Karl Siegel, Strickerei-Besitzer in vierter Generation, kommt uns in anthrazit entgegen: Wollshirt, Hosenträger, Jeans, Birkenstock. Er führt uns in sein Büro und serviert Ingwertee. Der gelernte Tischler, der vor 30 Jahren in das Geschäft seines Vaters einstieg, lernte die Strickerei von der Pike auf. Er kann die Maschinen programmieren und selbstverständlich auch bedienen. Am liebsten am Wochenende, weil er dann ganz in Ruhe an neuen Modellen experimentieren kann.

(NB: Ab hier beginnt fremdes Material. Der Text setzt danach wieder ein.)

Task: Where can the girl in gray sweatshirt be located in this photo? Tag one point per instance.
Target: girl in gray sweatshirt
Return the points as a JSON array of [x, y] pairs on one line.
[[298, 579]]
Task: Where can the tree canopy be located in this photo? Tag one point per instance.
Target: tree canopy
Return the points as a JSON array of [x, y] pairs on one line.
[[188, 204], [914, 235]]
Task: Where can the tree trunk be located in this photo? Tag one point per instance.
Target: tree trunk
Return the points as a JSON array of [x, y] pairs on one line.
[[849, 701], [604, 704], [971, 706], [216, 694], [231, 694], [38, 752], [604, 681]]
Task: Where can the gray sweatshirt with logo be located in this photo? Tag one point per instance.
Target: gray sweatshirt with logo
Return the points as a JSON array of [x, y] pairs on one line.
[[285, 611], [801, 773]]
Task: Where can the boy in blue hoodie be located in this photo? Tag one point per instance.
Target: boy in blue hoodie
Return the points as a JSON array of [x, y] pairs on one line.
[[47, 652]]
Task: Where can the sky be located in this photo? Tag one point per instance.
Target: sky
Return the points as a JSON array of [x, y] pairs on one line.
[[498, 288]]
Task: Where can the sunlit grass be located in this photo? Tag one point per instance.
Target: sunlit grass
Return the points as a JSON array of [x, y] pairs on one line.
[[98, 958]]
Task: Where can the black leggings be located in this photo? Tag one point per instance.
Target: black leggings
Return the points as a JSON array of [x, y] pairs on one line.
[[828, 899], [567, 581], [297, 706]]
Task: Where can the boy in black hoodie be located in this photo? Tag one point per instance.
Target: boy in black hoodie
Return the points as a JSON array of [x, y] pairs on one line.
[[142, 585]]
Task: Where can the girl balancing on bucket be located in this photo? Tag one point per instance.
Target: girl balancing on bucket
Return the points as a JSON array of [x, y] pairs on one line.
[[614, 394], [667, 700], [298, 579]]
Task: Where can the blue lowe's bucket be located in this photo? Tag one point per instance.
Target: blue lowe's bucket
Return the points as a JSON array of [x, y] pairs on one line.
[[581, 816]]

Sein ganz eigener Pullover
An so einem Wochenende kam der leidenschaftliche Segler auf den Gedanken, sich einen passenden Pullover für die Zeit auf dem Wasser zu stricken. Ganz für sich allein sollte er sein, sagt der Sechzigjährige. Karl Siegel bestellte also 30 Kilo Wolle, experimentierte mit Garnen, Fadenstärken und Nähten und baute sich seinen ganz eigenen Troyer. Lange tüftelte er an der Architektur und den Details: den Bündchen, dem Perlfang-Muster, dem Reißverschluss und immer wieder an der Verarbeitung der Wolle.

Als sein Troyer schließlich fertig war, wollten seine Söhne auch einen haben, erzählt Karl. Und seine Freunde. Und die Kollegen. Dann haben sie gleich mehrere gestrickt und weitergegeben und auch einige in den eigenen Werksladen gehängt. Und immer wieder kam der Satz: Kalle, Du musst die verkaufen! Aber es gab keinen Vertrieb dafür. Und wer würde denn 200 Euro für einen Arbeitspullover bezahlen? Auch wenn er das wert ist. Und dazu noch der Vertrieb! Durch einen glücklichen Zufall kam es 2010 dann doch dazu, dass Karl beschloss, einen Online-Shop zu eröffnen und den Seemannspullover mit in die Produktion zu nehmen. Im Jahr darauf wurde der Troyer eine Marke und bekam einen eigenen Namen.
Dem Sinn verpflichtet
Sie nannten ihn Rymhart. ‚Rüm hart, klaar kiming’ – weites Herz, klarer Horizont, wie die friesischen Kapitäne einst sagten. Zu der Lust, Sachen „ordentlich“ zu machen, wie Karl es sagt, kam die Überzeugung, dass er nur noch Dinge tun will, die sinnvoll sind. Und er hat auch ein Wort dafür: gedeihlich, so sollen die Dinge sein, die er produziert. Arbeitspullover sind so. Sie sollen aus reiner Wolle sein, möglichst lange halten, repariert werden, wenn sie kaputt gehen oder umgetauscht werden, wenn sie nicht mehr passen: Gegen einen anderen Troyer für einen kleinen Aufpreis.
Der alte wird als Second-Hand-Pullover zu einem guten Preis an jemand anderen verkauft. Das entspricht ganz der Post-Wachstums-Ökonomie, deren Anhänger der erfahrene Geschäftsmann ist. Denn Wachstum in einer endlichen Welt sei nicht zu Ende gedacht, findet Karl Siegel.